Why I am so passionate about Value Addition for GICs?

Value Addition has been a passionate personal journey for me for the past 10 years. It started at the McKinsey’s Knowledge Centre (MCKC) where I had the privilege to help build a world-class research and analytics hub over 8 wonderful years. My journey now continues at Fidelity where I have the opportunity to explore value addition in a broader financial services context. In addition, I had the opportunity to shape Value Addition as an industry theme over the past year and half in my work with the NASSCOM GIC (Global In-house Centre) Forum.

It is very satisfying to see a theme that was nascent a few years back now become mainstream and a core priority for the GIC community. Notable examples of Value Addition are happening across the industry where GICs are going beyond the traditional focus on cost & productivity on back-office processes. There is significant momentum already on building hi-skill capabilities like research and analytics. In addition, there are emerging examples of product/service innovation, impacting customer experience and even contributing to additional revenues. We are perhaps seeing a movement that will define the future of GICs in a positive and transformational way.

Through this note I want to reiterate why Value Addition is such a critical topic for GICs to focus on:

  1. Focus on Value Addition can allow GICs to make a contribution that is a multiple of what they have been delivering traditionally via cost & productivity benefits on back-office processes. They can thus contribute not just to the bottom line but to the top line of their parent organizations. This can happen through both innovation and extending existing services. It is now not far fetched to visualize that GICs can evolve from Cost Centers to Revenue Centers. Realizing this opportunity for value addition can help GICs significantly step up their role and importance within their parent organizations.
  2. Value Addition opportunity is no more a pipe dream. Growing maturity of GICs is making it more possible to realize these opportunities. Many GICs have now been in existence for over 10 years. Over time, they have grown not just in delivery capability and scale but also in business expertise, leadership maturity and credibility within their global organizations. They can thus better realise the inherent advantages of the in-house model i.e., high level of integration with the onshore organization, access to company’s IP and alignment of goals with the parent organization. This is helping many GICs reach an inflection point where they can step up from being Execution centers to Expertise centers. This might not have been possible a few years back.
  3. Parent organizations now need this added value more than ever before. Business climate is tough in most industries and companies are looking for new and innovative ways of driving growth and competitive advantage. GICs with their increasing expertise and maturity can become a “secret weapon” for their parent organizations. GICs through value addition could help companies serve existing customers better, develop new products/services, enter new markets and increase market share. They could thus provide a solution to companies for gaining competitive advantage in a very difficult business climate.
  4. Companies can get the significant business advantages of Value Addition without needing to make massive capital investments. They already have the investments in talent and infrastructure in their GICs that provides them a great platform to build on. Additional investment will likely be needed to realize the Value Addition opportunities. However, their scale will be much lower and the ROI likely much higher compared to other investment options for driving business innovation and growth. In addition, the unique combination of “low cost + hi-quality talent” that most GICs have can help lower the hurdle rate on investments. This can thus make some investments possible that might otherwise not be viable with developed market cost structures.
  5. While Value Addition is a huge opportunity it is also a necessity for GICs to retain relevance. While GICs have moved well past the predictions of doom and gloom that were rampant 2–3 years ago, they still face some significant challenges – the biggest being retaining top talent and escalating costs. Focus on value addition is a great solution to the above challenges. It provides an excellent opportunity to engage top talent and answer the “what next” question for them. It can address the cost challenge by moving higher cost resources to more value and, potentially, revenue generating activities. The consequences of maintaining the status quo and not pushing forward on value addition are severe. It can lead to attrition, loss of expertise, and consequently, a constant struggle to maintain quality and costs. Clearly, value addition for GICs is not just an opportunity but an imperative.

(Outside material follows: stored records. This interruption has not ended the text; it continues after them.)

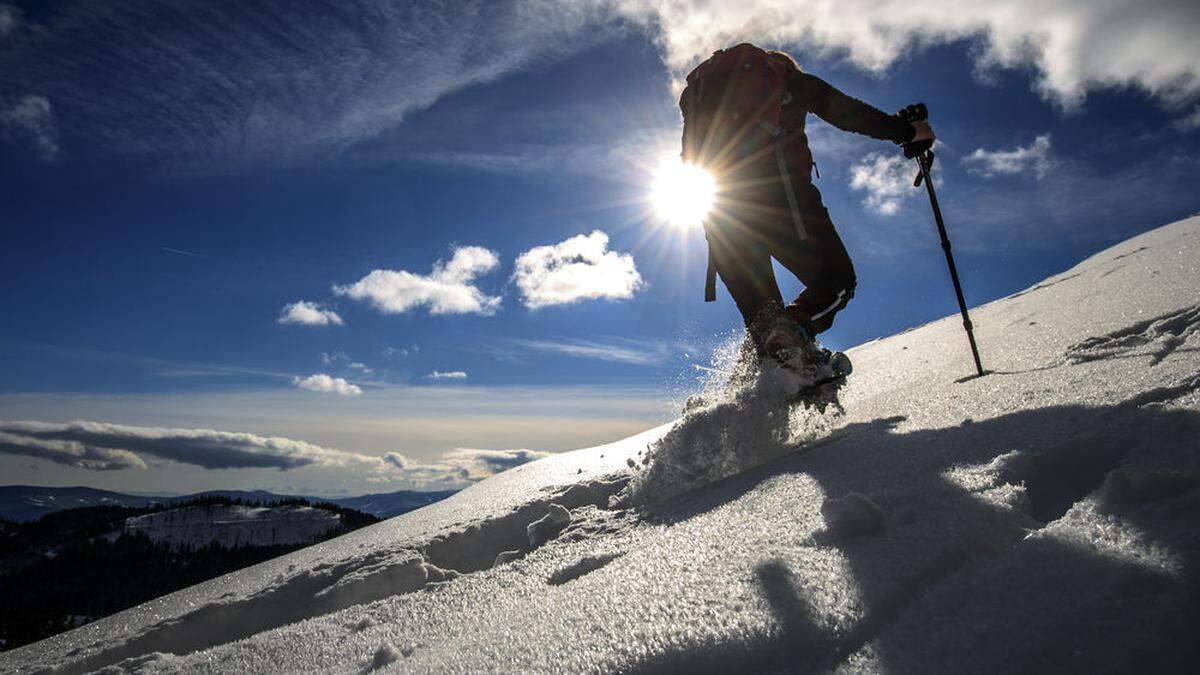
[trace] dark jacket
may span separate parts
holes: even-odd
[[[911,124],[897,115],[848,96],[825,80],[799,72],[793,75],[784,94],[779,115],[783,155],[788,168],[800,176],[809,175],[813,163],[805,134],[808,113],[825,120],[842,131],[851,131],[881,141],[904,143],[912,138]]]
[[[790,66],[789,66],[790,67]],[[834,88],[825,80],[798,71],[786,76],[786,85],[782,92],[782,105],[779,108],[778,126],[775,130],[777,137],[772,139],[768,131],[754,128],[753,125],[736,115],[718,117],[715,115],[688,114],[688,103],[703,110],[716,108],[718,101],[728,96],[739,97],[744,94],[737,90],[723,91],[709,87],[708,90],[697,93],[691,101],[689,91],[685,90],[680,98],[680,108],[684,113],[684,160],[694,161],[696,148],[707,144],[714,148],[733,147],[733,156],[722,155],[720,164],[737,166],[737,172],[752,175],[777,173],[778,159],[774,156],[776,142],[778,150],[786,163],[788,173],[792,178],[811,176],[813,167],[812,153],[808,148],[808,136],[805,134],[805,122],[809,113],[820,117],[829,124],[843,130],[863,134],[879,140],[903,143],[912,138],[914,130],[911,124],[896,115],[889,115],[868,105],[852,96],[848,96]],[[697,99],[699,99],[697,101]],[[705,101],[704,99],[710,99]],[[753,101],[751,107],[757,105]],[[715,120],[720,119],[720,122]],[[704,128],[708,125],[720,124],[720,128]],[[730,126],[734,128],[724,128]],[[743,129],[743,126],[751,128]],[[761,126],[761,125],[760,125]],[[737,143],[728,143],[727,139],[737,137]],[[692,139],[689,143],[689,138]],[[690,146],[690,147],[689,147]]]

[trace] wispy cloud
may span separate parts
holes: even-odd
[[[1026,146],[1012,150],[984,150],[963,158],[967,170],[985,177],[1014,174],[1033,170],[1038,178],[1046,175],[1050,168],[1050,134],[1042,134]]]
[[[427,380],[465,380],[467,374],[461,370],[435,370],[425,376]]]
[[[670,349],[660,342],[597,342],[592,340],[512,340],[520,351],[561,354],[581,359],[594,359],[637,366],[660,364],[670,357]]]
[[[596,19],[547,0],[77,3],[0,55],[0,93],[45,95],[73,138],[109,153],[290,163],[586,48]]]
[[[387,347],[383,348],[382,353],[384,356],[386,356],[390,359],[393,356],[404,357],[404,356],[408,356],[410,354],[416,354],[419,351],[421,351],[421,348],[418,347],[417,345],[409,345],[407,347],[393,347],[391,345],[388,345]]]
[[[279,311],[279,323],[302,326],[340,326],[342,317],[332,309],[308,300],[288,303]]]
[[[196,361],[174,361],[171,359],[160,359],[153,356],[141,356],[138,354],[127,354],[124,352],[87,349],[83,347],[64,347],[61,345],[48,345],[32,342],[4,341],[3,343],[16,349],[24,349],[34,353],[51,355],[57,358],[108,366],[120,366],[123,368],[133,368],[137,370],[149,371],[150,373],[162,376],[175,376],[180,373],[188,373],[229,377],[246,376],[273,380],[290,380],[292,378],[291,373],[272,370],[269,368],[255,368],[251,366],[217,363],[200,363]]]
[[[1175,120],[1175,128],[1180,131],[1200,129],[1200,105],[1192,106],[1190,112]]]
[[[434,263],[428,275],[404,270],[374,270],[358,281],[334,286],[334,293],[369,302],[384,314],[403,314],[419,307],[430,314],[494,314],[500,298],[475,286],[475,279],[496,269],[500,258],[479,246],[455,249],[449,262]]]
[[[21,8],[0,3],[0,39],[8,37],[21,25]]]
[[[321,394],[337,394],[338,396],[358,396],[362,394],[362,387],[356,384],[350,384],[340,377],[331,377],[325,373],[316,373],[308,377],[293,377],[292,384],[308,391],[315,391]]]
[[[163,251],[166,251],[167,253],[174,253],[176,255],[186,255],[190,258],[203,258],[204,257],[204,256],[200,255],[199,253],[185,251],[181,248],[171,248],[170,246],[159,246],[159,248],[162,249]]]
[[[0,98],[0,138],[25,143],[45,161],[58,157],[58,127],[45,96],[25,95],[15,102]]]
[[[530,309],[627,299],[644,285],[633,256],[608,250],[608,235],[600,230],[525,251],[517,258],[513,281]]]
[[[1094,245],[1144,232],[1194,208],[1200,157],[1174,147],[1140,154],[1136,141],[1126,143],[1109,148],[1129,158],[1117,165],[1057,153],[1053,170],[1033,183],[956,184],[962,189],[939,195],[954,222],[955,246],[996,253]]]

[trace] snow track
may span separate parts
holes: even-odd
[[[985,378],[948,317],[853,350],[844,415],[710,390],[0,670],[1187,672],[1197,260],[1193,218],[977,308]]]

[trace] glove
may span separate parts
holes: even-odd
[[[900,144],[904,148],[905,157],[912,159],[933,147],[936,136],[933,133],[933,127],[929,126],[929,110],[924,103],[905,106],[903,110],[896,113],[896,116],[908,122],[913,128],[912,136]]]
[[[933,135],[933,127],[929,126],[928,120],[917,120],[916,122],[912,122],[912,126],[913,135],[912,138],[908,139],[909,143],[928,141],[932,145],[933,140],[937,138]]]

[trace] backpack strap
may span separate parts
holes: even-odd
[[[796,226],[796,234],[800,240],[808,239],[808,230],[804,229],[804,219],[800,217],[800,205],[796,201],[796,191],[792,189],[792,176],[788,171],[787,162],[783,159],[783,143],[780,136],[775,136],[775,166],[779,167],[779,179],[783,181],[783,192],[787,195],[788,210],[792,212],[792,224]]]

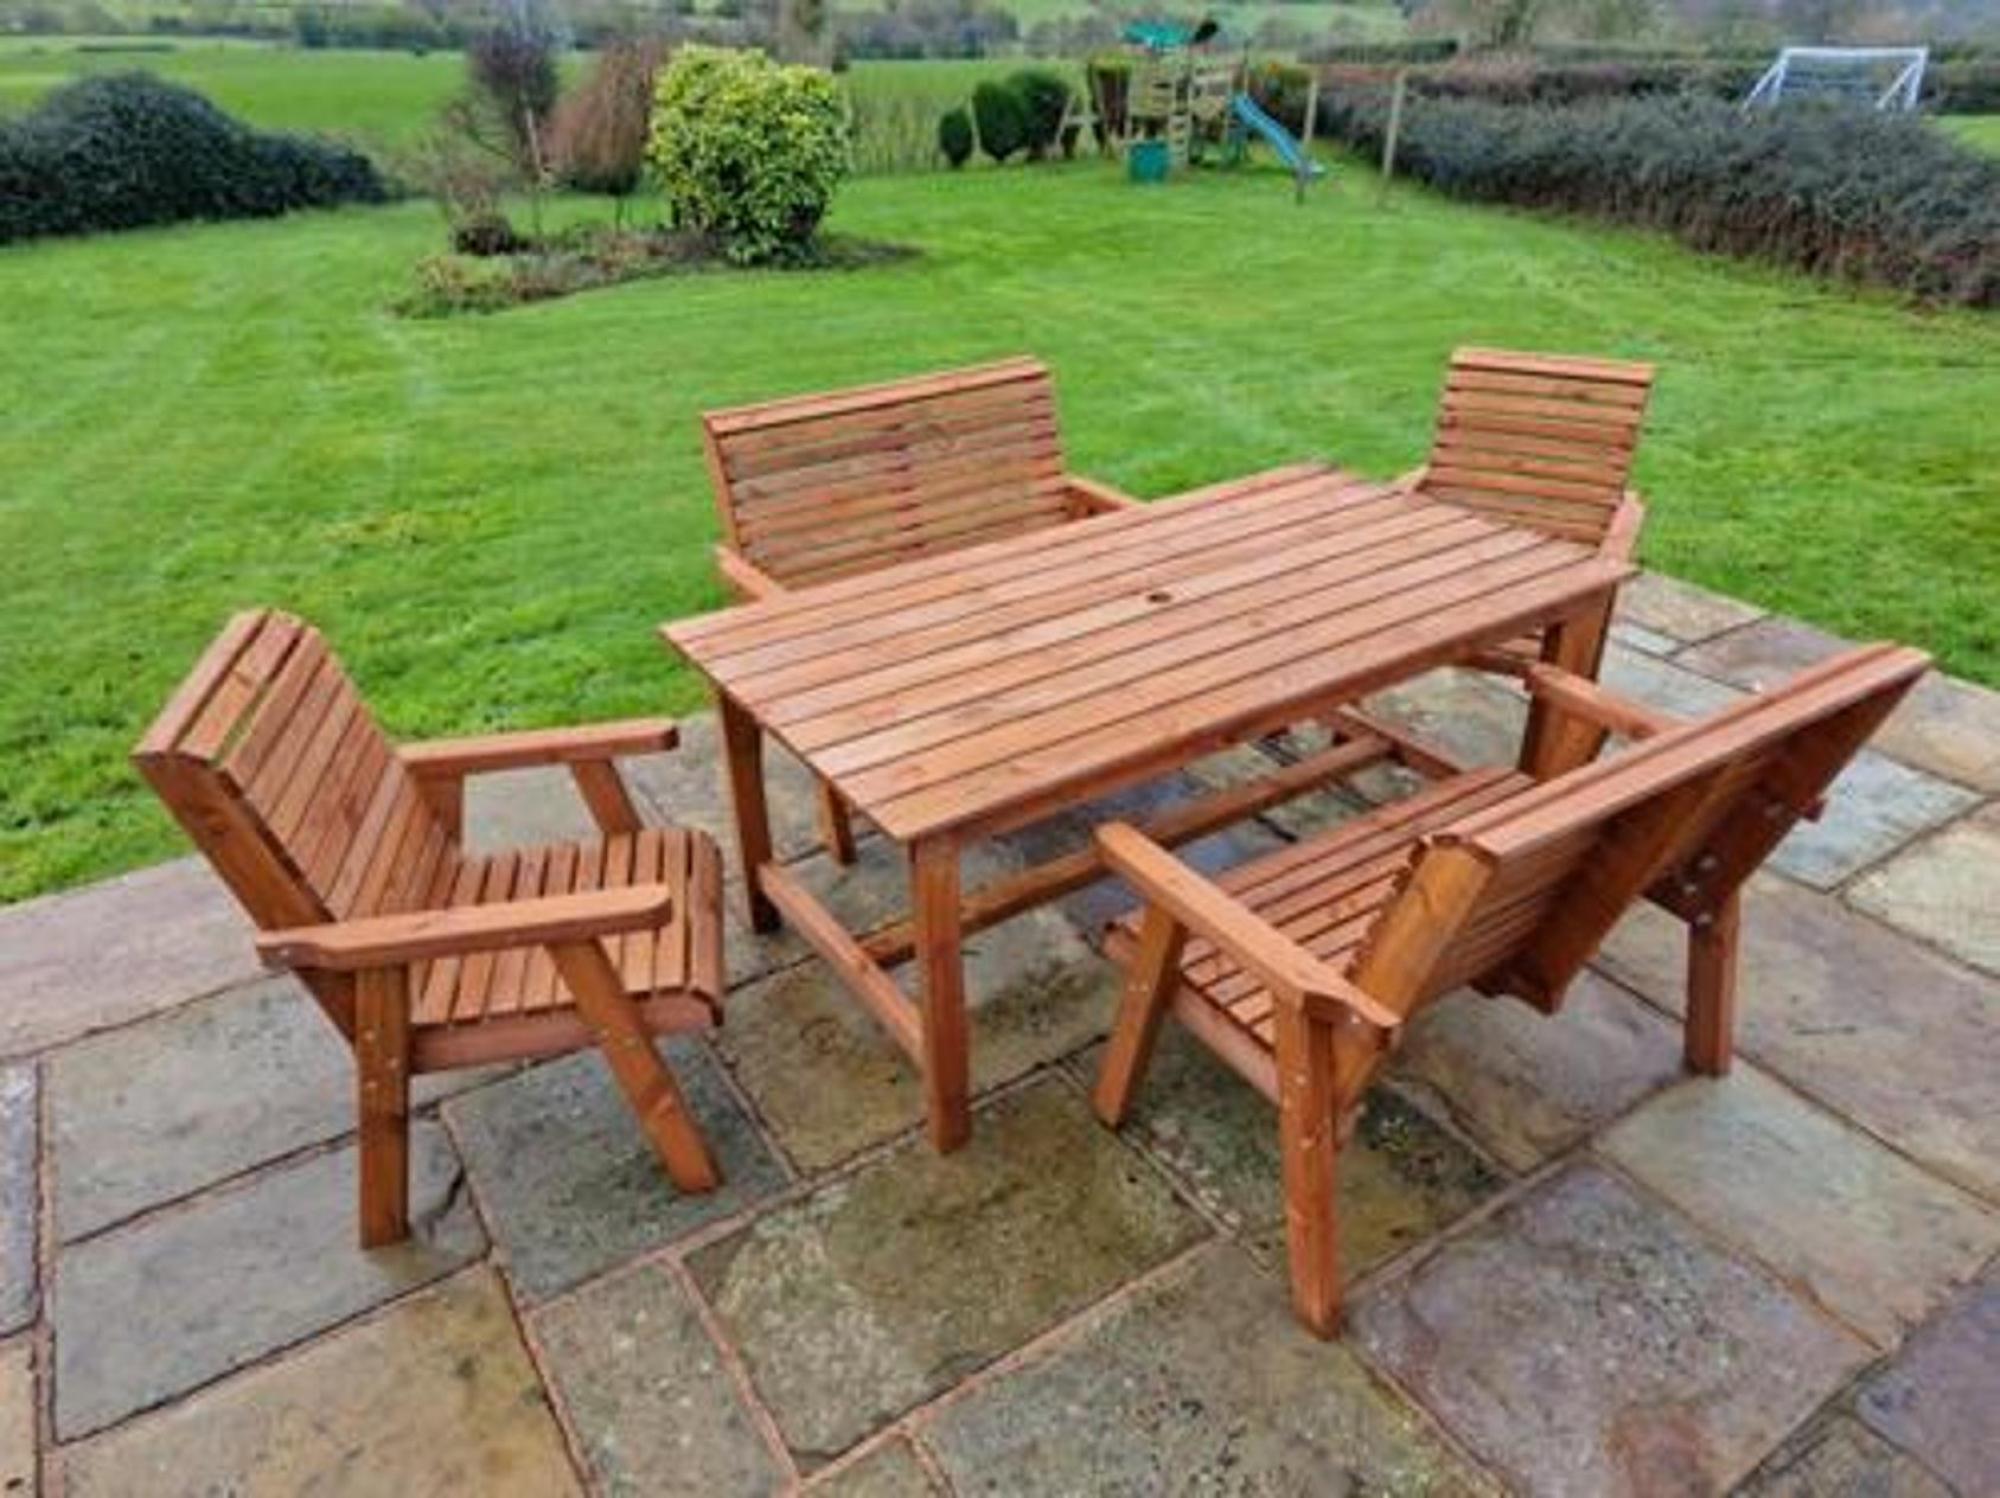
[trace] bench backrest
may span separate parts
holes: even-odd
[[[1033,359],[711,411],[702,432],[724,534],[781,583],[1072,518]]]
[[[318,630],[238,614],[132,758],[260,927],[432,903],[457,845]]]
[[[1434,834],[1356,981],[1403,1012],[1465,983],[1553,1008],[1640,897],[1719,910],[1928,664],[1862,646]]]
[[[1625,496],[1653,366],[1462,348],[1419,487],[1591,544]]]

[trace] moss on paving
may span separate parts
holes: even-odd
[[[2000,322],[1334,182],[873,180],[835,227],[921,258],[444,322],[384,310],[420,203],[0,251],[0,899],[185,846],[124,756],[245,604],[399,734],[696,704],[653,636],[722,601],[696,414],[1022,349],[1146,495],[1396,472],[1456,343],[1657,360],[1648,562],[2000,683]]]

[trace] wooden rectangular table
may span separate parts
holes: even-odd
[[[1364,693],[1548,628],[1594,671],[1625,561],[1323,465],[1274,470],[1053,530],[667,625],[710,680],[749,917],[780,914],[921,1069],[932,1141],[967,1137],[960,944],[1099,877],[1086,849],[962,893],[961,849]],[[1333,748],[1148,830],[1200,836],[1399,746],[1342,716]],[[1359,725],[1359,726],[1357,726]],[[1587,756],[1531,717],[1525,762]],[[911,917],[856,935],[772,854],[775,735],[910,861]],[[913,1003],[884,968],[915,956]]]

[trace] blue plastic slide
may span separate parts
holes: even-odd
[[[1229,112],[1271,143],[1271,149],[1278,153],[1278,159],[1291,168],[1292,175],[1298,179],[1300,188],[1303,189],[1306,183],[1315,177],[1326,175],[1326,168],[1306,154],[1305,147],[1299,144],[1292,132],[1258,108],[1256,100],[1248,94],[1232,95],[1229,100]]]

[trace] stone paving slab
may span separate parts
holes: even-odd
[[[2000,792],[2000,692],[1933,671],[1874,743],[1905,764],[1993,795]]]
[[[87,1434],[323,1331],[486,1250],[444,1131],[410,1133],[407,1242],[355,1239],[352,1146],[61,1251],[56,1430]]]
[[[663,1053],[722,1169],[714,1191],[667,1179],[594,1050],[445,1104],[517,1296],[546,1300],[785,1184],[707,1047],[682,1037]]]
[[[1743,696],[1735,687],[1615,641],[1604,652],[1598,679],[1619,696],[1675,718],[1706,718]]]
[[[946,1498],[901,1436],[892,1436],[808,1491],[819,1498]]]
[[[413,1100],[499,1075],[419,1077]],[[48,1079],[65,1242],[355,1125],[347,1043],[289,977],[78,1041],[49,1059]]]
[[[758,1393],[812,1468],[1204,1228],[1049,1079],[912,1141],[689,1259]]]
[[[250,923],[195,858],[0,908],[0,1057],[261,976]]]
[[[1878,1347],[2000,1251],[2000,1213],[1755,1067],[1671,1089],[1598,1148]]]
[[[1411,1023],[1390,1064],[1492,1156],[1528,1171],[1681,1074],[1678,1028],[1586,971],[1552,1016],[1458,993]]]
[[[1762,609],[1741,599],[1660,572],[1642,572],[1618,589],[1619,619],[1684,643],[1706,640],[1763,616]]]
[[[1682,644],[1672,635],[1662,634],[1657,629],[1648,629],[1645,625],[1635,624],[1630,619],[1613,619],[1611,638],[1628,650],[1644,651],[1647,655],[1672,655]]]
[[[1954,1498],[1922,1462],[1849,1415],[1815,1421],[1736,1491],[1739,1498]]]
[[[1820,819],[1794,827],[1771,855],[1771,867],[1832,889],[1978,800],[1964,786],[1864,749],[1827,788]]]
[[[1960,1492],[2000,1490],[2000,1266],[1911,1337],[1856,1408]]]
[[[0,1066],[0,1337],[33,1321],[41,1305],[35,1270],[39,1129],[35,1069]]]
[[[713,837],[733,869],[736,832],[730,820],[729,790],[722,774],[722,734],[715,714],[690,713],[680,719],[680,728],[680,747],[672,753],[630,762],[630,783],[658,820],[699,827]],[[814,785],[812,773],[791,751],[766,736],[764,799],[770,807],[771,841],[782,859],[803,858],[819,848]],[[857,819],[854,831],[857,837],[866,837],[872,829],[865,819]]]
[[[1847,898],[1898,930],[2000,976],[2000,803],[1871,869]]]
[[[1768,692],[1853,645],[1797,619],[1771,615],[1692,645],[1675,659],[1732,686]]]
[[[1588,1165],[1364,1295],[1352,1336],[1511,1483],[1579,1498],[1719,1491],[1868,1357]]]
[[[1467,765],[1510,765],[1528,699],[1510,682],[1447,667],[1377,692],[1367,709]]]
[[[1101,1054],[1102,1047],[1093,1047],[1077,1058],[1074,1070],[1086,1087],[1096,1084]],[[1277,1112],[1178,1025],[1162,1031],[1124,1132],[1267,1262],[1284,1265]],[[1361,1274],[1428,1238],[1502,1181],[1498,1171],[1408,1102],[1376,1088],[1340,1156],[1341,1257],[1347,1273]]]
[[[963,1493],[1483,1493],[1216,1243],[921,1425]]]
[[[1783,879],[1752,880],[1744,910],[1742,1052],[2000,1203],[2000,983]],[[1641,906],[1598,964],[1679,1013],[1686,929]]]
[[[63,1466],[70,1498],[579,1491],[484,1268],[71,1447]]]
[[[658,1264],[535,1316],[543,1365],[600,1491],[775,1493],[788,1478],[687,1292]]]
[[[35,1350],[26,1337],[0,1343],[0,1493],[32,1498],[35,1487]]]

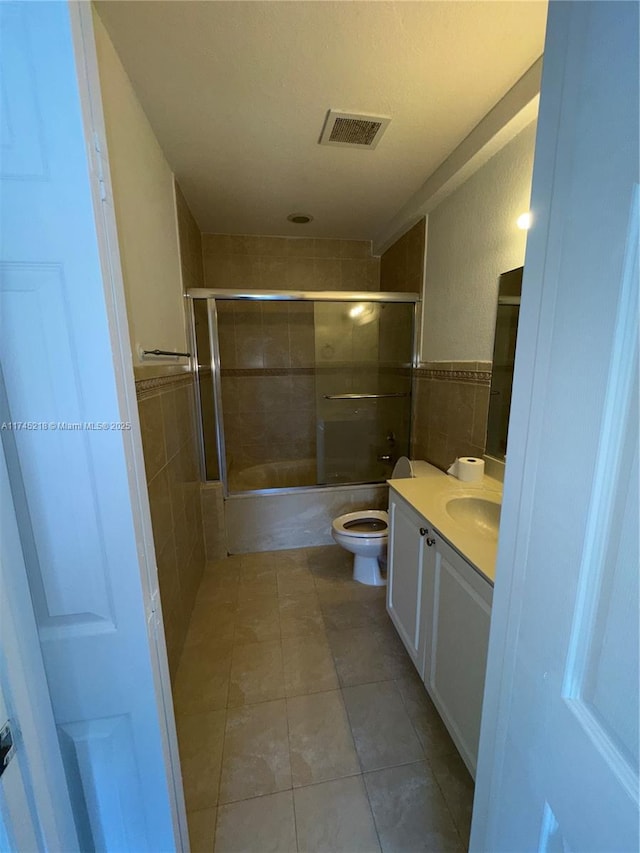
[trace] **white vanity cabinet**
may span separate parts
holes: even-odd
[[[432,543],[431,547],[428,542]],[[430,620],[423,613],[425,577],[433,575],[434,544],[435,539],[425,520],[391,491],[387,611],[422,678],[430,625]]]
[[[475,778],[493,587],[390,495],[387,610]]]
[[[430,630],[421,673],[475,779],[493,587],[441,536],[425,578]]]

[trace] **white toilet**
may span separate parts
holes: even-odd
[[[396,462],[391,480],[423,477],[433,467],[428,462],[401,456]],[[386,564],[389,541],[389,515],[380,509],[362,509],[339,515],[331,525],[331,535],[343,548],[354,554],[353,579],[367,586],[384,586],[386,578],[380,564]]]

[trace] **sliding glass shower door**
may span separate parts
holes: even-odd
[[[381,482],[408,453],[415,300],[376,296],[194,298],[207,473],[217,449],[230,493]]]
[[[314,306],[317,482],[378,482],[409,450],[413,306]]]

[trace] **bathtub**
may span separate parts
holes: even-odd
[[[297,486],[315,486],[317,483],[315,459],[291,459],[282,462],[264,462],[240,471],[229,472],[229,491],[248,492],[255,489],[291,489]]]
[[[331,522],[345,512],[386,509],[389,487],[383,483],[318,488],[315,459],[265,462],[229,471],[230,494],[224,499],[230,554],[330,545]],[[262,489],[279,492],[260,494]]]
[[[388,498],[386,484],[283,488],[267,494],[229,495],[224,500],[229,553],[334,545],[334,518],[345,512],[386,509]]]

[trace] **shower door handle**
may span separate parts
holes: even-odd
[[[408,397],[407,393],[401,394],[325,394],[325,400],[379,400],[382,397]]]

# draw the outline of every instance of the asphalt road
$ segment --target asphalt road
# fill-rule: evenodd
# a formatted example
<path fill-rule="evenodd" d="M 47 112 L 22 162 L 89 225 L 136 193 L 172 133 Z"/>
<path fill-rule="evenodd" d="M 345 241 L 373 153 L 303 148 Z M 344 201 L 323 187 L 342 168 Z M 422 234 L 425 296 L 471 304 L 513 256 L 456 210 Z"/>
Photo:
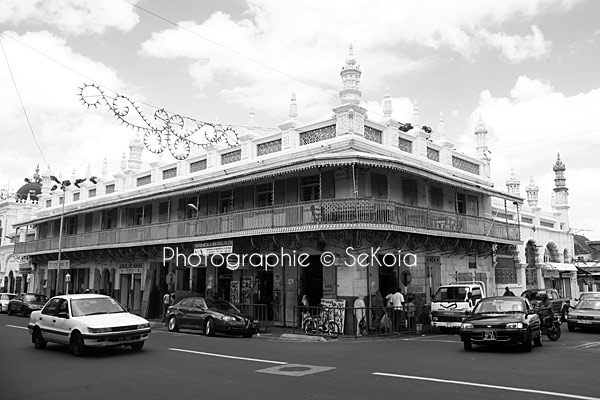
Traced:
<path fill-rule="evenodd" d="M 456 335 L 298 342 L 154 329 L 141 352 L 77 358 L 35 350 L 26 325 L 0 315 L 1 399 L 600 400 L 600 332 L 564 329 L 522 353 L 465 352 Z"/>

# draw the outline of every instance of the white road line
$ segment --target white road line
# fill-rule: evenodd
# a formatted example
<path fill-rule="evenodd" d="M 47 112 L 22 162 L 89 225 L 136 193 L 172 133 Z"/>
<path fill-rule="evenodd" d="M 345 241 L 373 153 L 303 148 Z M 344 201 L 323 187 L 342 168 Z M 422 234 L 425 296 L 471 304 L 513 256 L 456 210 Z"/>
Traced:
<path fill-rule="evenodd" d="M 388 377 L 392 377 L 392 378 L 414 379 L 414 380 L 420 380 L 420 381 L 451 383 L 451 384 L 454 384 L 454 385 L 477 386 L 477 387 L 483 387 L 483 388 L 488 388 L 488 389 L 508 390 L 508 391 L 513 391 L 513 392 L 535 393 L 535 394 L 543 394 L 543 395 L 546 395 L 546 396 L 567 397 L 567 398 L 570 398 L 570 399 L 600 400 L 600 397 L 580 396 L 580 395 L 577 395 L 577 394 L 568 394 L 568 393 L 559 393 L 559 392 L 548 392 L 548 391 L 545 391 L 545 390 L 523 389 L 523 388 L 510 387 L 510 386 L 488 385 L 488 384 L 485 384 L 485 383 L 452 381 L 452 380 L 448 380 L 448 379 L 427 378 L 427 377 L 424 377 L 424 376 L 388 374 L 388 373 L 384 373 L 384 372 L 373 372 L 373 375 L 388 376 Z"/>
<path fill-rule="evenodd" d="M 439 343 L 460 343 L 460 340 L 439 340 L 439 339 L 402 339 L 407 342 L 439 342 Z"/>
<path fill-rule="evenodd" d="M 272 361 L 272 360 L 261 360 L 260 358 L 248 358 L 248 357 L 228 356 L 228 355 L 225 355 L 225 354 L 206 353 L 204 351 L 194 351 L 194 350 L 174 349 L 174 348 L 169 348 L 169 350 L 172 350 L 172 351 L 181 351 L 182 353 L 200 354 L 200 355 L 203 355 L 203 356 L 220 357 L 220 358 L 231 358 L 231 359 L 234 359 L 234 360 L 255 361 L 255 362 L 262 362 L 262 363 L 267 363 L 267 364 L 279 364 L 279 365 L 289 364 L 289 363 L 283 362 L 283 361 Z"/>
<path fill-rule="evenodd" d="M 587 349 L 587 348 L 599 347 L 599 346 L 600 346 L 600 342 L 587 342 L 584 344 L 580 344 L 578 346 L 573 346 L 571 348 L 572 349 Z"/>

Clearly, value addition is too big and too important an opportunity to not act upon. In addition to all the business benefits, it also provides a fresh lease of energy and drive to GIC leaders. Sometimes, GIC leaders are caught in a “Comfort Zone” – they are able to deliver well on parent company’s expectations and there is no apparent need to push beyond that. This can lead to a negative cycle and eventually stagnation in their professional development. Value addition journey is a great way for GIC leaders to rouse themselves, take on interesting challenges, and grow to their full potential. Value Addition is thus a win-win for parent organizations, GICs and GIC leaders.

I believe the ball is now in the court of GIC leaders. They are best placed to spark Value Addition journeys for their organizations. They see the opportunities most closely and have great incentive for realizing them. I hope many more GIC leaders step-up to embark on this exciting journey and take their organizations, themselves and the industry to the next level!!